Бухту оставляли на закате. Море лежало зеленоватое, золотистое. К отмелям мчались голодные чайки. Они резко и часто взмахивали крыльями: получался звук, похожий на дыхание бегущей что есть мочи собаки.
Ночь разлилась лунная и теплая. На шхуне поставили все паруса, она шла ходко, не уваливаясь с курса. Качало мерно, плавно; рында-булинь[2]2
Рында-булинь – короткий трос, привязанный к языку судового колокола.
[Закрыть] описывал ровные полукружья.
То была одна из тех ночей на море, когда неприметно погружаешься в тихую задумчивость, когда сам себе кажешься и добрее и чище, чем ты есть, а в душе роятся смутные сладостные видения.
На «Константине» затаились, примолкли, шхуна будто обезлюдела, и среди лунных бликов, среди теней от такелажа, всплесков за бортом и рубиновых огоньков цигарок хороводили видения, у каждого разные, у каждого свои…
Сухопутные призраки трусливы: они бегут при петушином крике. Призраки морские дисциплинированны: они исчезают, заслышав голос корабельного начальства. Так и теперь. Бутаков окликнул штурмана, штурман отозвался: «Подходим», – и шхуна ожила, все заговорили, задвигались.
Остров Барса-Кельмес означился темным плоским пятном, и тотчас, как красный петух, взлетел над кораблем фальшфейер.
– Якши, – одобрительно заметил Бутаков, не оборачиваясь, но зная, что зажигать фальшфейеры, бумажные гильзы, набитые горючим составом, должны унтер Абизиров и матрос Абдула Осокин.
9
Повстречаются в пустынной бухте два судна – праздник. С одного корабля на другой валят гости. Последний скаред табачком делится, самый мрачный боцман ухмыляется. Отчего? Что за причина? Не одна, сдается, несколько. На чужом судне все вроде бы по-иному, как-то занятнее. И очень любопытно разузнать новости, хотя, может, и никаких новостей нет. А главное – перебой в монотонном, что ни говори, течении корабельного времени.
Едва взяли на борт «островитян», глядь – паруса. И вот уж рыболовецкая шхуна «Михаил» стоит рядом с экспедиционной шхуной «Константин».
Ах, какая была подана ушица – янтарь и перламутр. Балтийцы, расположившись на палубе вперемешку с аральцами, ели, похваливали. Впрочем, и бутаковские были не таковские, чтобы с пустыми руками явиться, – притащили бочонок, дескать, знай наших, угощайся, молодцы.
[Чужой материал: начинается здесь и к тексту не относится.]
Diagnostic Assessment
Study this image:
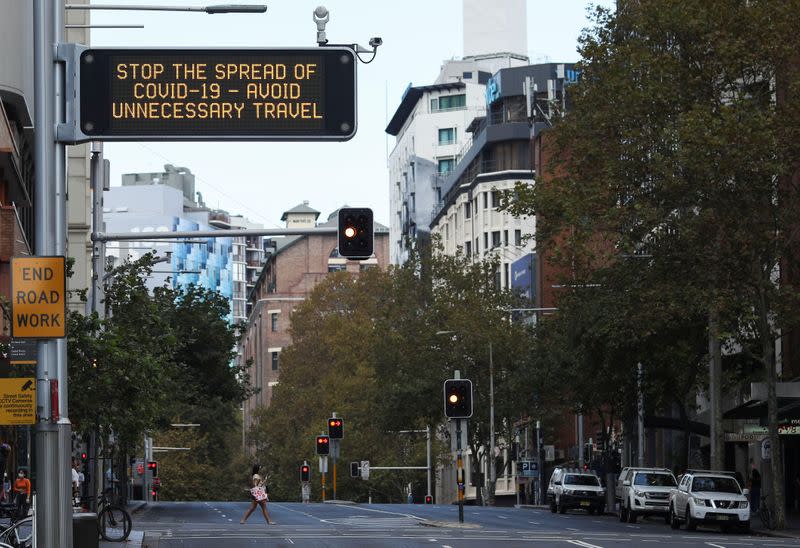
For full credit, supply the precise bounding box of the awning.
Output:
[722,382,800,420]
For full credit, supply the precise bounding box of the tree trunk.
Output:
[758,288,786,529]
[708,306,725,470]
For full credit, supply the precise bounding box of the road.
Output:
[134,502,800,548]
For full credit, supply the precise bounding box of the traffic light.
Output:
[339,207,375,259]
[328,417,344,440]
[317,436,331,455]
[444,379,472,419]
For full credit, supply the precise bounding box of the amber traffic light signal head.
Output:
[444,379,472,419]
[339,207,375,260]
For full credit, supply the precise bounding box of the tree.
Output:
[512,0,800,525]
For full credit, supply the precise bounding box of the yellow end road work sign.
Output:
[0,378,36,426]
[11,257,67,339]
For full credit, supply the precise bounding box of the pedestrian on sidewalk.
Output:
[750,459,761,514]
[13,469,31,519]
[239,474,274,525]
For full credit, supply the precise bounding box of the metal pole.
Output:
[456,419,464,523]
[33,0,65,548]
[488,341,497,506]
[636,362,644,467]
[425,425,432,496]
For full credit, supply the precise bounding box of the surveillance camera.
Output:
[314,6,328,19]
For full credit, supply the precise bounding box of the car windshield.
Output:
[692,476,741,495]
[633,473,676,487]
[564,474,600,487]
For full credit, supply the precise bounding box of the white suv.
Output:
[550,471,606,514]
[669,470,750,531]
[619,468,678,523]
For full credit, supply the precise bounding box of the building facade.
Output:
[239,202,389,443]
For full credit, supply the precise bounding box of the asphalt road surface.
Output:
[134,502,800,548]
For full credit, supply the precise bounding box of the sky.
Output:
[91,0,612,228]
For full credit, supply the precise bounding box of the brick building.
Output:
[239,202,389,440]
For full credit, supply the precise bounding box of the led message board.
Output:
[79,48,356,141]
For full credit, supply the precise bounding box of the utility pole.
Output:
[636,362,644,467]
[33,0,72,548]
[489,341,497,506]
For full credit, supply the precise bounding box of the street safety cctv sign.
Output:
[11,257,67,339]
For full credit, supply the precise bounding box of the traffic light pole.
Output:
[456,419,464,523]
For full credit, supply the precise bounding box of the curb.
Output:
[419,519,481,529]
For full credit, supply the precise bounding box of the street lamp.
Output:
[436,330,497,506]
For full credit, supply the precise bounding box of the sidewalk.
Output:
[100,500,147,548]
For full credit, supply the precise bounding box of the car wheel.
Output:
[686,506,697,531]
[667,505,681,529]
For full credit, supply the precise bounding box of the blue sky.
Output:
[91,0,612,228]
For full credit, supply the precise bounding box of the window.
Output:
[439,127,456,145]
[431,93,467,112]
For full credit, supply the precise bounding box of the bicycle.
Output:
[83,493,133,542]
[0,517,33,548]
[758,495,776,530]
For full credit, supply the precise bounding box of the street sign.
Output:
[519,460,539,478]
[11,257,67,339]
[0,378,36,426]
[76,47,356,141]
[8,339,39,365]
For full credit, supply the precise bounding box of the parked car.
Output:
[550,470,606,514]
[669,470,750,531]
[617,468,678,523]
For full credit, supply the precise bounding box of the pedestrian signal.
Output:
[328,417,344,440]
[317,436,331,455]
[444,379,472,419]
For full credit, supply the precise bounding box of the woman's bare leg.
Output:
[239,500,256,523]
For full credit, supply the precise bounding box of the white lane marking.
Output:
[567,540,603,548]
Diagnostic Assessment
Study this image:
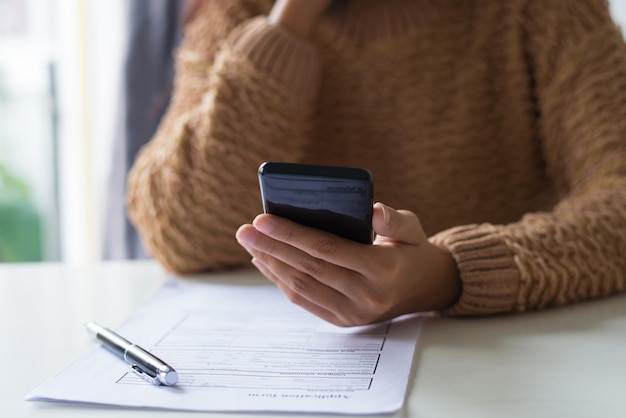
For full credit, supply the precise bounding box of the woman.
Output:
[128,0,626,325]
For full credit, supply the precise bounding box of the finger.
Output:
[252,214,368,272]
[372,202,424,245]
[252,257,346,324]
[236,225,363,298]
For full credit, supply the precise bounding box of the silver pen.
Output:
[85,322,178,386]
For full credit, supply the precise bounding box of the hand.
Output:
[268,0,332,39]
[236,203,461,326]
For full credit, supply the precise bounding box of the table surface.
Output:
[0,261,626,418]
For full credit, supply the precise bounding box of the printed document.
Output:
[27,279,422,414]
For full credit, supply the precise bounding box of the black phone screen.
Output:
[259,162,373,244]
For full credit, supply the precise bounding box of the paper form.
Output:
[27,280,421,414]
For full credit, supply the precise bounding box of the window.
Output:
[0,0,125,263]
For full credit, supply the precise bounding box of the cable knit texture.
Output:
[128,0,626,315]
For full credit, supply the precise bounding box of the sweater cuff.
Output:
[229,16,321,98]
[431,224,520,316]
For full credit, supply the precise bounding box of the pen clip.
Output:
[130,364,161,386]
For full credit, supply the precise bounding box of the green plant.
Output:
[0,162,43,262]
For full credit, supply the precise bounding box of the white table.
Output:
[0,262,626,418]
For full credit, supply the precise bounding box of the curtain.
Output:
[102,0,186,259]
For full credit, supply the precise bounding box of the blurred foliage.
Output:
[0,162,43,262]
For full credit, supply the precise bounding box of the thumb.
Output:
[372,202,426,245]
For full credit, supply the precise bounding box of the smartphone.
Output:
[259,162,374,244]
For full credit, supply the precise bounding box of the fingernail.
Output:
[252,216,274,234]
[380,203,391,225]
[235,227,256,248]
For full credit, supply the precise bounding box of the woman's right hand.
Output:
[268,0,332,40]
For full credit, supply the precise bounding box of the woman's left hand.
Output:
[236,203,461,326]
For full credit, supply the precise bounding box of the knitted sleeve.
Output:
[432,0,626,315]
[127,0,320,273]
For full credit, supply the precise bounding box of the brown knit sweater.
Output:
[128,0,626,315]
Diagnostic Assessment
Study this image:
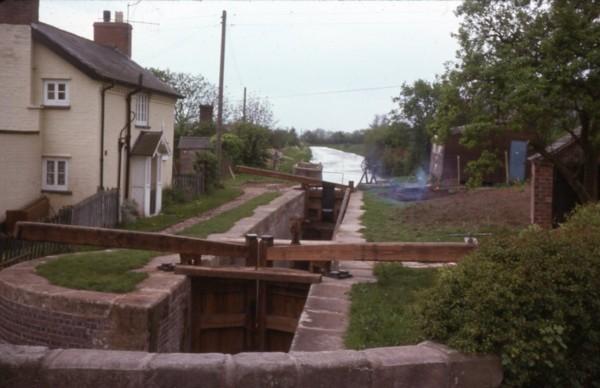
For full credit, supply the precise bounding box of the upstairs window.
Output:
[44,79,70,106]
[135,93,150,127]
[42,158,69,191]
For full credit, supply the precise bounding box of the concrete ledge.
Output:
[0,342,502,388]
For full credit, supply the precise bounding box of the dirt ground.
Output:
[403,185,530,226]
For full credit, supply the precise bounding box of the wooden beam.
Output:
[235,166,348,189]
[175,265,321,284]
[17,222,248,257]
[198,313,246,330]
[267,243,476,263]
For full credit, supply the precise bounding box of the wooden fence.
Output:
[0,189,119,269]
[173,174,206,200]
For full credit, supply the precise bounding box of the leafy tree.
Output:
[232,122,271,167]
[149,68,231,138]
[390,79,440,168]
[233,94,275,128]
[434,0,600,202]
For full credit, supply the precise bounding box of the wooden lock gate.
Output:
[17,222,475,353]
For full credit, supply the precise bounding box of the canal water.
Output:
[310,147,363,185]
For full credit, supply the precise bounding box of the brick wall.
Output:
[156,280,191,353]
[531,160,554,228]
[0,342,502,388]
[0,0,40,24]
[0,258,190,352]
[0,296,109,348]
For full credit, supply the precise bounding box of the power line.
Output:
[269,85,402,98]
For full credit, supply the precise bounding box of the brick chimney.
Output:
[200,105,213,123]
[0,0,40,25]
[94,11,132,58]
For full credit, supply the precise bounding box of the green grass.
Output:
[344,263,437,349]
[36,250,156,293]
[279,146,312,174]
[361,190,515,242]
[320,144,367,156]
[123,186,244,232]
[179,192,280,238]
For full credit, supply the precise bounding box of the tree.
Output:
[390,79,440,168]
[434,0,600,202]
[149,68,232,138]
[232,122,271,167]
[233,94,275,128]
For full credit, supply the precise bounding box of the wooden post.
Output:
[504,151,510,185]
[246,233,258,267]
[258,234,275,267]
[456,155,460,186]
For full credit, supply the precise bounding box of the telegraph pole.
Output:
[217,10,227,180]
[242,86,246,122]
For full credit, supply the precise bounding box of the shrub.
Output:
[194,151,219,190]
[162,187,186,208]
[420,205,600,387]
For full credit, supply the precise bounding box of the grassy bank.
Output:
[36,249,156,293]
[36,192,280,293]
[319,144,367,156]
[345,188,529,349]
[278,146,312,173]
[124,186,242,232]
[345,264,437,349]
[179,192,280,238]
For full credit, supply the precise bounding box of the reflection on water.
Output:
[310,147,363,185]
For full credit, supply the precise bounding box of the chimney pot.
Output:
[0,0,39,25]
[94,11,132,58]
[200,105,213,123]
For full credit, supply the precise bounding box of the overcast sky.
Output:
[40,0,460,131]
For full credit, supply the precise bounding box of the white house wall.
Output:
[0,24,42,222]
[33,42,101,209]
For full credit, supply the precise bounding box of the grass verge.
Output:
[123,186,244,232]
[345,263,437,349]
[279,146,312,174]
[36,249,156,293]
[179,192,280,238]
[362,191,516,242]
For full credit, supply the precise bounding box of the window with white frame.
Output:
[135,93,150,127]
[44,79,71,106]
[42,158,69,191]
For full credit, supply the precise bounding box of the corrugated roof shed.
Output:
[31,23,183,97]
[177,136,213,150]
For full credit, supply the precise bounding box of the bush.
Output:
[420,205,600,387]
[194,151,219,190]
[162,187,186,209]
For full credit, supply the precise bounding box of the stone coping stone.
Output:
[0,342,502,388]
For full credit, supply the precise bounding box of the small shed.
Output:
[177,136,213,175]
[529,131,600,228]
[429,127,529,187]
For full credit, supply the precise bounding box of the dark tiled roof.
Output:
[131,131,169,156]
[177,136,213,150]
[31,23,182,97]
[529,127,581,160]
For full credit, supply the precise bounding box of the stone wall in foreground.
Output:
[0,342,502,388]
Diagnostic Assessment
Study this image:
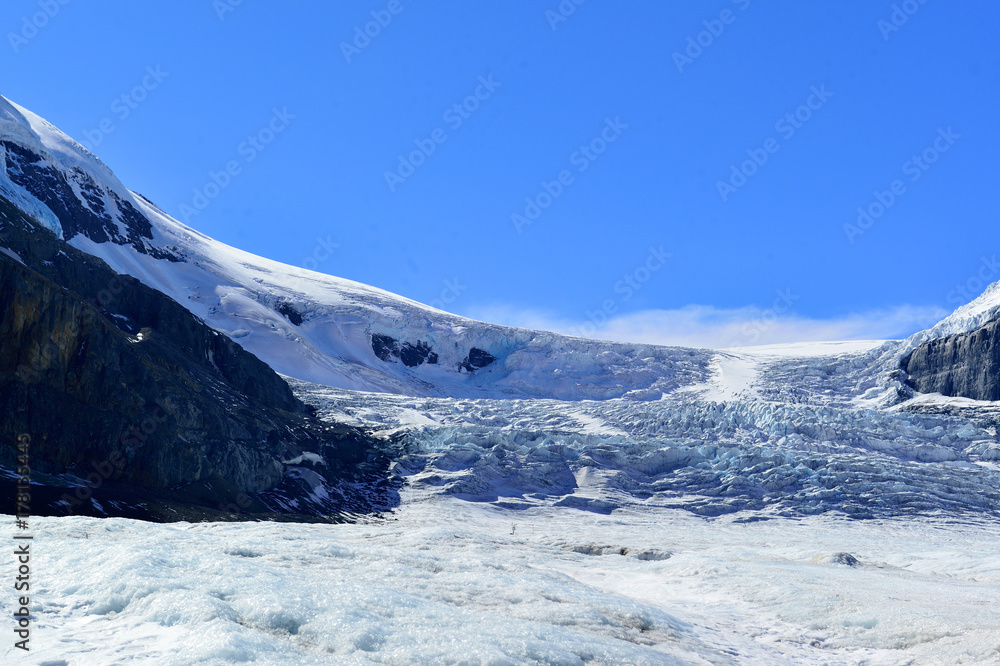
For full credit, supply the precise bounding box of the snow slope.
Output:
[0,98,710,399]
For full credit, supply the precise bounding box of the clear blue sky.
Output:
[0,0,1000,342]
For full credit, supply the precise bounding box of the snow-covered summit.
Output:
[0,95,712,400]
[0,97,1000,402]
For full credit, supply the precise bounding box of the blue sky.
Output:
[0,0,1000,346]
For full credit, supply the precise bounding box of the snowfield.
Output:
[4,497,1000,666]
[0,97,1000,666]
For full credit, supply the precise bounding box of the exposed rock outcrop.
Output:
[0,197,392,519]
[901,321,1000,400]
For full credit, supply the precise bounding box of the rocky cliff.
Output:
[902,321,1000,400]
[0,197,394,519]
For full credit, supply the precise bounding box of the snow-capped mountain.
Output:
[0,98,1000,664]
[0,93,711,399]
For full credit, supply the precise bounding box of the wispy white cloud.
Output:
[460,305,949,349]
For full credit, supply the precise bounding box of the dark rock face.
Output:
[901,320,1000,400]
[372,333,438,368]
[0,141,180,261]
[0,197,393,520]
[462,347,497,372]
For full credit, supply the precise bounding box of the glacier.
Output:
[0,98,1000,665]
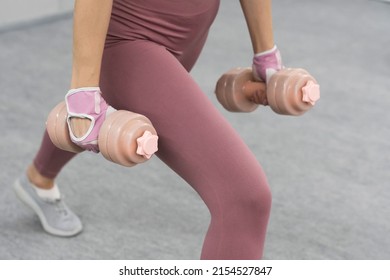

На палубе «Михаила», склизкой от чешуи, ели, пили, разговор вели про минувший шторм. Рыбаки выспрашивали балтийцев с некоторой даже гордостью и ревностью, как, мол, здешняя буря – пришлась ли по вкусу? Матросы отвечали, что ничего, подходящая, а Забродин Аверьян, хекая и щурясь, повествовал, как на Барса-Кельмесе, по чести-то говоря, натерпелись они страхов и как господин штабс-капитан Макшеев повесил нос. Все посмеивались, а Иона-тихоня, кротко улыбаясь, вступился за Макшеева.
– Молоденек еще… Во Питере жил.
– Эва, во Пи-и-итере, – насмешливо протянул кто-то из рыбаков. – Так и что ж из того, что во Питере? Вона возьми-ка нашего Федора Степановича, что командиром у нас на посуде, его вот возьми. Тоже, братцы мои, и в чинах был и во Питере…
– А! – важно заметил Аверьян Забродин. – Совсем иная статья. Он ведь кто, ваш господин Мертваго? Он флотский, это тебе, голубь, не штабс-шнапс.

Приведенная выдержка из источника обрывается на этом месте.